Monday, January 26, 2015

Tackling Bible Illiteracy – Part 2


Joshua 1:8 “This Book of the Law shall not depart from your mouth, but you shall meditate on it day and night, so that you may be careful to do according to all that is written in it”.

Kenneth Berding, professor of New Testament at Biola’s Talbot School of Theology writes:I've heard people call it a famine - a famine of knowing the Bible. During a famine people waste away for lack of sustenance. Some people die. Those who remain need nourishment; they need to be revived. And if they have any hope of remaining alive over time, their life situation has to change in conspicuous ways. Christians used to be known as “people of one book.” Sure, they read, studied and shared other books. But the book they cared about more than all others combined was the Bible. They memorized it, meditated on it, talked about it and taught it to others. We don’t do that anymore, and in a very real sense we’re starving ourselves to death. Does this sound overly alarmist to you? People who have studied the trends don’t think so. Gallup polls have tracked this descent to a current ‘record low.’” George Barna assesses that “the Christian body in America is immersed in a crisis of biblical illiteracy.” These days many of us don’t even know basic facts about the Bible. Examples: What are the first five books of the Bible? What are five of the Ten Commandments? If you know, then you are in the minority today.


Psalm 1:1-3 Blessed is the man who walks not in the counsel of the wicked, nor stands in the way of sinners, nor sits in the seat of scoffers; but his delight is in the law of the Lord, and on his law he meditates day and night. He is like a tree planted by streams of water that yields its fruit in its season, and its leaf does not wither. In all that he does, he prospers.

Berding points out that in the book of Amos, people experienced a “famine of hearing the words of the Lord”. In Amos they want it, but are not permitted it. In our case, although we have unlimited access, (books, CD’s, DVD’s, Flash-drives, radio, television, Internet, Smart-phones, pads and tablets), we often don’t want it. Berding says: "Every time I teach a class called Biblical Interpretation and Spiritual Formation, I ask my students why it is that so few people in this generation are really zealous about the things of God. I can’t remember a time when I've asked that question when someone hasn't mentioned distractions." They are everywhere. When we walk from one meeting to another, are our thoughts naturally moving to Scripture and prayer or thinking on the things of God that we have learned from the Bible? Or do we immediately check to see whether someone has messaged us?

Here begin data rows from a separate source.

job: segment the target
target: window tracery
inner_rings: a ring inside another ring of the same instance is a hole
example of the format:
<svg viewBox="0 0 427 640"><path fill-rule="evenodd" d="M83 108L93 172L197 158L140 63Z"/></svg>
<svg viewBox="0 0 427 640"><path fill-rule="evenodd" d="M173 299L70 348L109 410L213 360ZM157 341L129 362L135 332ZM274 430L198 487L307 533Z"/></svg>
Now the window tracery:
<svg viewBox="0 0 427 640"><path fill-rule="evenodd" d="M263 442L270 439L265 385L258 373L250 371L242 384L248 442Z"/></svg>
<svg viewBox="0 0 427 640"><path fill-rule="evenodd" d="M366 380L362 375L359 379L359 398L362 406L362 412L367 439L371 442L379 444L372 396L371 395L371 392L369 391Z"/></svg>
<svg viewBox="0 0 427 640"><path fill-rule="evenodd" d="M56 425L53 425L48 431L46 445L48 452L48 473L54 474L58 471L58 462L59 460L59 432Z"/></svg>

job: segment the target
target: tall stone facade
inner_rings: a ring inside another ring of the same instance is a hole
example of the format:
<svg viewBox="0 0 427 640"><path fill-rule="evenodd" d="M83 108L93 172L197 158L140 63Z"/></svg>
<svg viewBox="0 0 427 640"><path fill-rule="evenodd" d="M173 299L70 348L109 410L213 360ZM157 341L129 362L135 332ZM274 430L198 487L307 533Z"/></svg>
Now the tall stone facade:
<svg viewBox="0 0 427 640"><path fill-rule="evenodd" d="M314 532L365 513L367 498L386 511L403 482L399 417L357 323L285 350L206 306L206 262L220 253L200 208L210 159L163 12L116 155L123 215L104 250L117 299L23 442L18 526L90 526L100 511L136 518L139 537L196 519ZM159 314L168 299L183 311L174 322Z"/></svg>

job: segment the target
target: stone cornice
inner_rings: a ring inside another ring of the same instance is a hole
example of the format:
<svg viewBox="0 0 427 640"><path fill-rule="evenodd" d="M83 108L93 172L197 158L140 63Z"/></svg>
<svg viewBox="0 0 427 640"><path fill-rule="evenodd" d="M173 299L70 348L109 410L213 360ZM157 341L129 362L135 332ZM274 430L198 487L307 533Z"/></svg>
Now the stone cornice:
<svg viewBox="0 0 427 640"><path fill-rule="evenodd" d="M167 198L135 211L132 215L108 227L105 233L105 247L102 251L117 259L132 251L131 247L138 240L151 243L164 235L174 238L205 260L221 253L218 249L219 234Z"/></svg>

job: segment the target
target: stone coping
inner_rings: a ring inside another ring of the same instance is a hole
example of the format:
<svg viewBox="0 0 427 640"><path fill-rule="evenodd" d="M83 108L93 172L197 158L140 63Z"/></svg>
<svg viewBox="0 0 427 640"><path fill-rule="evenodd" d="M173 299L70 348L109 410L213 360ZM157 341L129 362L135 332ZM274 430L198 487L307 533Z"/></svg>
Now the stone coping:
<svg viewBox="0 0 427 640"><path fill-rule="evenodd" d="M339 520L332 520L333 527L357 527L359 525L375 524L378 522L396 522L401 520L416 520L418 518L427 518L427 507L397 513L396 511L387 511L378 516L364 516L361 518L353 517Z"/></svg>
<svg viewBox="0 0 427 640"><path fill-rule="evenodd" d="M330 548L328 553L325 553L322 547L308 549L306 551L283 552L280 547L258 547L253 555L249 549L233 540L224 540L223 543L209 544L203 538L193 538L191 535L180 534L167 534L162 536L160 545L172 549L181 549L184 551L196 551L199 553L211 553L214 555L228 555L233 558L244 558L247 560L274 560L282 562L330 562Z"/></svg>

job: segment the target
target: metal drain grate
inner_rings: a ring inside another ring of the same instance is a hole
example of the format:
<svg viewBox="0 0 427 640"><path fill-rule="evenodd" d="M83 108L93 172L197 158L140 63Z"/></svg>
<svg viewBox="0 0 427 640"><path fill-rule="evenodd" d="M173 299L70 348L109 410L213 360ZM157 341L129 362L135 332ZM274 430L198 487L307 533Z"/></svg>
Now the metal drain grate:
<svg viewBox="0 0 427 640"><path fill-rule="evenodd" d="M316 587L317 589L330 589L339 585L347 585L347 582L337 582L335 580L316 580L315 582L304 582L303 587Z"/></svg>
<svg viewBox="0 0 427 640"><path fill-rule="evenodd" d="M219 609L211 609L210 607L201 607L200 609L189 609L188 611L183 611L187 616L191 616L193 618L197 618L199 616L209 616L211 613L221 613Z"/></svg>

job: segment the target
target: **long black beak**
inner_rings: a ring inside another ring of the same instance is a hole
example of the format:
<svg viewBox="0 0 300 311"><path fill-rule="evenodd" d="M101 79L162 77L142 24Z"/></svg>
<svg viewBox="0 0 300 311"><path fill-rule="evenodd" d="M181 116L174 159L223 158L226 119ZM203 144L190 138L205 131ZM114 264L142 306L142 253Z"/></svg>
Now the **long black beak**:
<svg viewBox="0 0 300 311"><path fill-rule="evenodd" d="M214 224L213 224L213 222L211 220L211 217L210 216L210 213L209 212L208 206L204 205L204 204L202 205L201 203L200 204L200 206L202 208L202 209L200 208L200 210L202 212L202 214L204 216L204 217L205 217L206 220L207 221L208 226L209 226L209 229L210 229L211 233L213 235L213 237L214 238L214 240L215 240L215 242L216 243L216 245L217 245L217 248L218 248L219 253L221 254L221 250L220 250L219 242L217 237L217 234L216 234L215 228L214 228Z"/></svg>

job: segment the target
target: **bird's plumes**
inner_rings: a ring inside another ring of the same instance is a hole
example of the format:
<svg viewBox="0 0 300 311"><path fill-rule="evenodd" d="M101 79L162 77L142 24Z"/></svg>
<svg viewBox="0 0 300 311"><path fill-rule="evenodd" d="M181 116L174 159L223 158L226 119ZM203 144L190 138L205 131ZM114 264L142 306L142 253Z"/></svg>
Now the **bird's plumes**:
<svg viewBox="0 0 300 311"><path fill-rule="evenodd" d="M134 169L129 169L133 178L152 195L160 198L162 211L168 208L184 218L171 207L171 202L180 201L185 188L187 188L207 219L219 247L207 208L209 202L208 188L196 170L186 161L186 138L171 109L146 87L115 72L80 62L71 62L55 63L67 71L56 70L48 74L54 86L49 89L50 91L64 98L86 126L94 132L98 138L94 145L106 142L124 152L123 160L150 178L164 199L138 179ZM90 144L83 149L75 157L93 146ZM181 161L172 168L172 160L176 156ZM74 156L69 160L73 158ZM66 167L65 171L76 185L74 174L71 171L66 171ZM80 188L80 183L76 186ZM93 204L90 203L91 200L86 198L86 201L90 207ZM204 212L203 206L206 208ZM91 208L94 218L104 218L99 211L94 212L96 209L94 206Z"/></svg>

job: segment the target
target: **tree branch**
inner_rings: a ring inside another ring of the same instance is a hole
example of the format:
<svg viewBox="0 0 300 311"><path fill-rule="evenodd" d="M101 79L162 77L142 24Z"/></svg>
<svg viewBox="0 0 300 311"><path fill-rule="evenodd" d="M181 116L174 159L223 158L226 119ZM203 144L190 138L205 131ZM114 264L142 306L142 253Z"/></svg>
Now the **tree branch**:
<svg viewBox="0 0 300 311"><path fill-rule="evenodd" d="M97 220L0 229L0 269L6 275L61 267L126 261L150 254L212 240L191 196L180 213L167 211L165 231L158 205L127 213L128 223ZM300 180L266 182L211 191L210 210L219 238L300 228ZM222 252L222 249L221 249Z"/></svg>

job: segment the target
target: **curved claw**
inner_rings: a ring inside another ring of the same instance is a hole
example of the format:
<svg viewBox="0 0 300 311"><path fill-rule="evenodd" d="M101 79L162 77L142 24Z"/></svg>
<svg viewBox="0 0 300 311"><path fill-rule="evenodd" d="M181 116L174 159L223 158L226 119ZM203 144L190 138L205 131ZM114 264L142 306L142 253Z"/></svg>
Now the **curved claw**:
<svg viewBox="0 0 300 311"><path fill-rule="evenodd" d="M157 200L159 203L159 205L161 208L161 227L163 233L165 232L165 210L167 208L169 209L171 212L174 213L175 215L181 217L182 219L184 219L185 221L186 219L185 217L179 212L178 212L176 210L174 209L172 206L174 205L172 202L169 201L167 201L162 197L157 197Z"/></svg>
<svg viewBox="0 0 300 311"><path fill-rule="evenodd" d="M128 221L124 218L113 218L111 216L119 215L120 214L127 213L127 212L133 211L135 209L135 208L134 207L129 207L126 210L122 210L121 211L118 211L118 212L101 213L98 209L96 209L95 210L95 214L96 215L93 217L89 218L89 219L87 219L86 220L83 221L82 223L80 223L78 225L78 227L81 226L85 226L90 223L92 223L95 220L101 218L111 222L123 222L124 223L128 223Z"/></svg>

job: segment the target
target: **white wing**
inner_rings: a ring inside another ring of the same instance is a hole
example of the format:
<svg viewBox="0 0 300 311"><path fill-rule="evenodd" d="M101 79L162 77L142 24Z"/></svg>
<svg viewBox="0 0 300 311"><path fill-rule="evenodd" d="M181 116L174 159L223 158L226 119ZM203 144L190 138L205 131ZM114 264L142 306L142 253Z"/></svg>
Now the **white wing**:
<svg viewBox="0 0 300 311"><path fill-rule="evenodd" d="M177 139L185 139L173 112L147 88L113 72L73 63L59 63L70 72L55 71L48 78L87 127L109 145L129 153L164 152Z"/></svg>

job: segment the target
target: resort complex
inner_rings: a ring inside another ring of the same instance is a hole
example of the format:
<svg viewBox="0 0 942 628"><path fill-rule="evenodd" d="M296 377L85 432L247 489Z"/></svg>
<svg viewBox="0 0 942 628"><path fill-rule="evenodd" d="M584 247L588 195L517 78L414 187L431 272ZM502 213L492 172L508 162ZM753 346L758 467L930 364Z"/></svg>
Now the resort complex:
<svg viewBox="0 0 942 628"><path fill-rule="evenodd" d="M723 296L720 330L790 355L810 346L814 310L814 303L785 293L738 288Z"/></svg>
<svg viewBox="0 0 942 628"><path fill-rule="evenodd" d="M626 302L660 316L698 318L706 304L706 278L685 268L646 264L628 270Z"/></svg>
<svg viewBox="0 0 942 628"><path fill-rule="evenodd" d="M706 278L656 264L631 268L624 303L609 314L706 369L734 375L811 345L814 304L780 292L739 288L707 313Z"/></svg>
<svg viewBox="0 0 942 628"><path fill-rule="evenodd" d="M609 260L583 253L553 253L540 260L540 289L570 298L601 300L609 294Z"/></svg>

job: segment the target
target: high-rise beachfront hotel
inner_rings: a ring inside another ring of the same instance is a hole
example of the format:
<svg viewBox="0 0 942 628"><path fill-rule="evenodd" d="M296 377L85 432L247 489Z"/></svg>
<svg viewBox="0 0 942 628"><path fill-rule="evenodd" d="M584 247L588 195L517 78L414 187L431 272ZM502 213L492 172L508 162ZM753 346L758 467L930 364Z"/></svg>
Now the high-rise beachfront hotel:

In 1986, Neil Postman published an influential cultural essay titled “Amusing Ourselves to Death.” He argued that personal freedoms would disappear not when a totalitarian government imposed oppression from the outside (like George Orwell pictured in his book 1984), but rather when people came “to love their oppression, to adore the technologies that undo their capacities to think”. We shouldn't assume that these distractions have no effect on our perceptions of God. Priorities are not as simple as “God first, family second and church third.” What does that expression mean anyway? Priorities aren't based upon a simple hierarchy; they require the proper balance of activities in relationship to one another.  “Meditating day and night” on God’s Word is something that everyone must do. It is basic to the Christian life. It seems to me, then, that in any weighting of priorities the following scenarios are out of bounds: More time watching television, social networking, or playing games than reading / studying / memorizing God’s Word. On this one point we really shouldn't budge: Reading and learning the Bible is such a fundamental priority for all who want to call themselves “Christians”.



That raises a third issue and a challenge, which relates to the job that Christian churches, Christian schools and associated ministries are doing in Christian education. This is why our church is tackling Bible Illiteracy with this “All Church Study”. Our aim is not Bible Mastery, but neither is it Bible Basics. Our goal for each participant is to reach Bible Fluency – a comfortable knowledge of what the Bible is about, where it is headed, how to find what’s in the Bible for knowing God and making Him known.